CAUT has compiled data from its Librarian Salary and Academic Status Survey and released the results to its member associations.

“I realize not everyone is going to fall off their chairs when they hear the news,” says Carla Graebner, a Simon Fraser University librarian and chair of CAUT’s Librarians’ and Archivists’ Committee. “But the salary and benefit data the survey contains is massively important.”

Data from the survey provides critical support for negotiating teams bargaining new collective agreements. The numbers also expose long-term trends at campuses across Canada, highlighting issues that academic associations need to address.

The survey confirms the explosion over the last decade in student enrolment, traces the dramatic growth in contract academic staff, and illustrates the failure of institutions to maintain the necessary complement of regular academic staff.

The findings also show salaries that vary with gender. “We know librarianship is a female-dominated profession,” adds Graebner. “What the survey also demonstrates is a salary differential favouring male academic librarians that cannot be explained by factors such as years of service and age cohort alone. The study’s reach enables us to identify, analyze, and respond to a whole range of issues from workload concerns to pay equity.”

The survey has been conducted every two years since 1980 and, in addition to salary and benefit numbers, also contains a wealth of information about rank classifications, appointment and promotion criteria, and job descriptions of academic and professional librarians working in Canadian universities and colleges where there are CAUT-affiliated member associations.

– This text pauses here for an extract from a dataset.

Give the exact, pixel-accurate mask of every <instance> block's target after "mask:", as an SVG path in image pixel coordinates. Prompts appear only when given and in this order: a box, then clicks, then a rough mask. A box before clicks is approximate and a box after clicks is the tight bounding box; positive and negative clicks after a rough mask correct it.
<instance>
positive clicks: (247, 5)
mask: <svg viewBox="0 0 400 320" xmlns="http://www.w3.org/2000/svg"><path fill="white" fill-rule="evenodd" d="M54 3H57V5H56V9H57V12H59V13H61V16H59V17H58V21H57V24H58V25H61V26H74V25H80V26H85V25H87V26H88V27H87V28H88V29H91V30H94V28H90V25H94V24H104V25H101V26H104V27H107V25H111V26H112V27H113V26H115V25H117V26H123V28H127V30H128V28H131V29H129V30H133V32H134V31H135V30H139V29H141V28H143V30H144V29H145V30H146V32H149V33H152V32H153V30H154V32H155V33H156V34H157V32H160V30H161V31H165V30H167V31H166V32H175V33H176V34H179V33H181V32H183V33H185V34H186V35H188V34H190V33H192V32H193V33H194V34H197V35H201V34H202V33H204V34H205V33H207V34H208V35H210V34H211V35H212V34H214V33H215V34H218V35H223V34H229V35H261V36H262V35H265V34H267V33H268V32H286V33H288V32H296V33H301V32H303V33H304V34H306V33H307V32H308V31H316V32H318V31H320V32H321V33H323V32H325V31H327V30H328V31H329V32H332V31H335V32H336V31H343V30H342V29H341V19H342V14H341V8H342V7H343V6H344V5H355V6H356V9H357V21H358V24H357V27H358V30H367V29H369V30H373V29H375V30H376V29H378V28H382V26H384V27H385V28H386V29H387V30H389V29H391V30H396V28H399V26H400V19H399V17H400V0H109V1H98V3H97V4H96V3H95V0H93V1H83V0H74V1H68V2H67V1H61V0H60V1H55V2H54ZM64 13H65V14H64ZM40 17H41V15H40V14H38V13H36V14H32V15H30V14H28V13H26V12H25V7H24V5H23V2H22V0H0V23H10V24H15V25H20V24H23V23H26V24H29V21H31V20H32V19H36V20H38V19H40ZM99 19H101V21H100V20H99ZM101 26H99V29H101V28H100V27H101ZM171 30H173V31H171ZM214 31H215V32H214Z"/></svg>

“The government’s decision to shut down Statistics Canada’s work on the university and college academic staff survey left a big hole,” says CAUT executive director David Robinson “This makes our librarian survey more important than ever in providing the evidence we need to advocate in our members’ interests and for the public good.”

Academic staff associations and library administrators at 68 public and non-profit religious universities were sent the survey, and 61 sets of responses were received or otherwise compiled, an overall response rate of 90 per cent.